As recently as 50 years ago though, 1 Mifflin Street would have been your destination of choice for barrels.
In the late 19th century, the Irish and Italian immigrant families that populated the Pennsport neighborhood were an engine for the Industrial Revolution. The image taken here from the G.W. Bromley’s 1895 Philadelphia Atlas shows a dense cluster of refineries, foundries, mills and rails where Marshalls, Lowes, ShopRite and Modell’s currently reside. The 1895 Atlas shows that the building just left of center held a number of occupants, with H & N O’Donnell Cooperage Company largest among them.
The barrel factory was founded by brothers Neil and Hugh O’Donnell, who according to the 1904 text The Packages, Vol. 7, “were among the largest handlers of slack cooperage stock in the country and are remembered by the trade with respect.” Though the brothers O’Donnell passed on in 1902 and 1904, a trade publication advertisement taken from the June 1912 issue of National Cooper’s Journal, shows the factory occupying the Moore St. side of the building.

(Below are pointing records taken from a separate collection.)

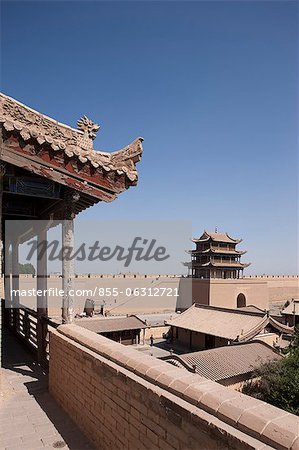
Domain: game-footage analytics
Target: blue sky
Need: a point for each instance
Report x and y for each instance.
(212, 88)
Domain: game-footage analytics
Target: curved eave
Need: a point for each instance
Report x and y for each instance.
(211, 250)
(222, 265)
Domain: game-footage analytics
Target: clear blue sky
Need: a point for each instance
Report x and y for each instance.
(211, 86)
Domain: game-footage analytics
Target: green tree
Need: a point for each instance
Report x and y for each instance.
(277, 382)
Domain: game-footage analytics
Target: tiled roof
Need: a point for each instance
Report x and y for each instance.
(217, 237)
(107, 324)
(292, 308)
(76, 143)
(225, 362)
(155, 320)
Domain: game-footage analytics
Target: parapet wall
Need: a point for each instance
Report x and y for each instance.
(123, 399)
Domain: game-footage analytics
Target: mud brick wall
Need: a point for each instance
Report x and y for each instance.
(122, 399)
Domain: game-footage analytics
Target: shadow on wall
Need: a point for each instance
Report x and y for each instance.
(191, 291)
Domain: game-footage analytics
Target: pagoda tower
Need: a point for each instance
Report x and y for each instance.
(216, 256)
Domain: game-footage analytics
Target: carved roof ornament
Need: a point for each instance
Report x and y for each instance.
(88, 127)
(75, 143)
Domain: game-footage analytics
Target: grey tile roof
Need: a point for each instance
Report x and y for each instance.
(225, 362)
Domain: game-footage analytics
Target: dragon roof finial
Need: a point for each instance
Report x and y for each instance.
(88, 127)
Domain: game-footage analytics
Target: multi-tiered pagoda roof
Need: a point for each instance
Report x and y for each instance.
(216, 256)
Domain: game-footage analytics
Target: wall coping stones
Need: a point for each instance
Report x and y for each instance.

By 1910, the Homer Brass Works Company had come to occupy the Mifflin side of the building, placing this leading manufacturer of ale and beer pumps where the Target entrance and check-out registers now stand. This was in turn, replaced by United Steel Barrel Co. Now completely devoted to the purposes of barrel production and distribution, the building had come to play an important role in supporting Allied efforts even before the U.S. entered World War II combat. According to an article from the Reading Eagle, the plant burst into flames on October 4th, 1941. And in the great tradition of wartime reporting, the article generates just a touch of hometown paranoia, remarking that “the company has been busy on defense orders and authorities did not discount the possibility of sabotage.”
The Department of Records photos above show the structure to the left in 1949, several decades before the arrival of Target. The Continental Distribution Warehouse (now Shoprite) is seen to the right. The train tracks running between them on Swanson Street remain a constant threat to your tires even today.